Despite this, the conventional stereotype that doctors are fairly emotionless continues to maintain its hold. Many trace this back to the eminent Canadian physician Sir William Osler, often considered the father of modern medicine for such revolutionary ideas as whisking medical students out of the staid classroom and bringing them to the bedside to learn medicine by examining actual patients. The current educational system of clinical clerkships and residency training is largely attributed to Osler, as are hundreds of snappy quotations. His continuing influence is apparent in the scores of diseases, endless libraries, and numerous medical buildings, hospital wings, societies, and awards that bear his name.
On May 1, 1889, Dr. Osler stood before the graduating medical class at the University of Pennsylvania and delivered a valedictory— and now canonical—speech entitled “Aequanimitas.”4 He stressed to these fledgling doctors that “a certain measure of insensibility is not only an advantage, but a positive necessity in the exercise of a calm judgment.”
While Osler may not have created these attitudes, he neatly encapsulated the general feeling about how doctors should behave.

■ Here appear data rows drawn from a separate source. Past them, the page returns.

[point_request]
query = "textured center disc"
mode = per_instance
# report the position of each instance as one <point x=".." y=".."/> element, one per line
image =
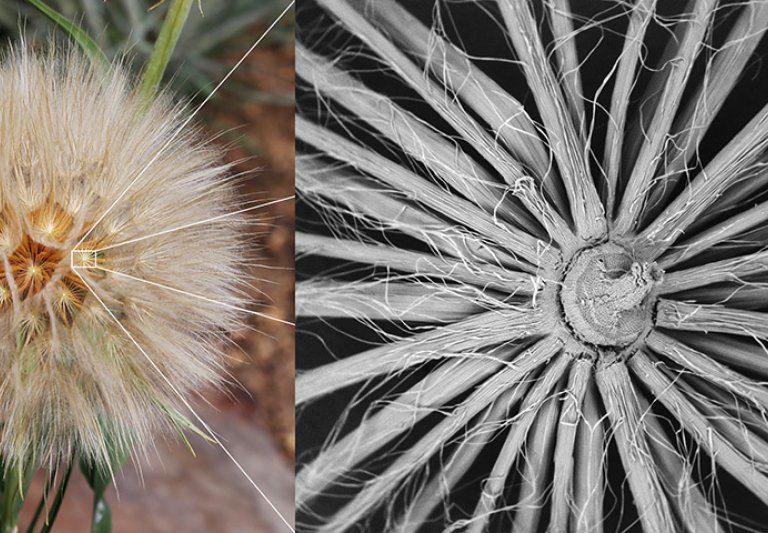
<point x="605" y="295"/>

Though he did warn against “hardening the human heart,” the stereotype of the detached, coolheaded physician springs from this idea of equanimity.
Popular culture has embodied this. Television doctors from Ben Casey to Gregory House are detached from their patients, lauded for their technological and diagnostic acumen. Even the selflessly idealist doctors (in
Arrowsmith,
Middlemarch, and
Cutting for Stone) and the bitingly sarcastic doctors (in
M*A*S*H,
House of God, and
Scrubs) maintain an equanimitous distance from their patients.

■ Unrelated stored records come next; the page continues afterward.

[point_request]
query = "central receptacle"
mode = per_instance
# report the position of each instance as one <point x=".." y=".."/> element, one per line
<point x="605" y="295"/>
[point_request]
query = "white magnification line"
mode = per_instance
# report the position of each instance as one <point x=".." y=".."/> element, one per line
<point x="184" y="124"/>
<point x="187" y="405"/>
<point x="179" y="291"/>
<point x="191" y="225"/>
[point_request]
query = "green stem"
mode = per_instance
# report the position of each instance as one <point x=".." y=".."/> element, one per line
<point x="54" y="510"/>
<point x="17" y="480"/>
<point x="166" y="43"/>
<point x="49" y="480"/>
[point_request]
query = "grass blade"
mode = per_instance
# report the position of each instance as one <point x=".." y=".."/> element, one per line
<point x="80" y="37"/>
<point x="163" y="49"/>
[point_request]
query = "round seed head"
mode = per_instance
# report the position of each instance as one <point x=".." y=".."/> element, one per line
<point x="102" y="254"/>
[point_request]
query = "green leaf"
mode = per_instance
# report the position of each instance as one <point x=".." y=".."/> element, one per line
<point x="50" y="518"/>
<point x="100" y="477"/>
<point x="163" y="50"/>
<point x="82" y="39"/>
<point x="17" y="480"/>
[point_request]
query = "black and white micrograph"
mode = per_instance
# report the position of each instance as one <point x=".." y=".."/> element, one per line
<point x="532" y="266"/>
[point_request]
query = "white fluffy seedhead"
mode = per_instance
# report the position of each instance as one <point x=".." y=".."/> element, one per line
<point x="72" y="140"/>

Every hospital dutifully includes the word
compassion somewhere in its mission statement. Every medical school rhapsodizes about the ideals of caring. But the often unspoken (and sometimes spoken) message in the real-life trenches of medical training is that doctors shouldn’t get too emotionally involved with their patients. Emotions cloud judgment, students are told. Any component of a curriculum upon which interns slap the “touchy-feely” label is doomed in terms of attendance. Hyperefficient, technically savvy medical care is still prized over all else.
But no matter how it’s portrayed, and no matter how many high-tech tools enter the picture, the doctor-patient interaction is still primarily a human one. And when humans connect, emotions by necessity weave an underlying network. The most distant, aloof doctor is subject to the same flood of emotions as the most touchy-feely one. Emotions are in the air just as oxygen is. But how we doctors choose—or choose not—to notice and process these emotions varies greatly. And it is the patient at the other end of the relationship who is affected most by this variability.
This book is intended to shed light on the vast emotional vocabulary of medicine and how it affects the practice of medicine at all levels. Hopefully, the next time we find ourselves in a patient gown, we’ll better understand the workings of those who care for us. “Cognition and emotion are inseparable,” Groopman observes. “The two mix in every encounter with every patient.” In some scenarios, this mix is highly beneficial to patients. In others, it can be calamitous.
Understanding the positive and negative influence of emotions in the doctor-patient interaction is a crucial element in maximizing the quality of medical care. Every patient deserves the best possible care that doctors can offer. Learning to recognize and navigate the emotional subtexts is a critical tool on both sides of the exam table.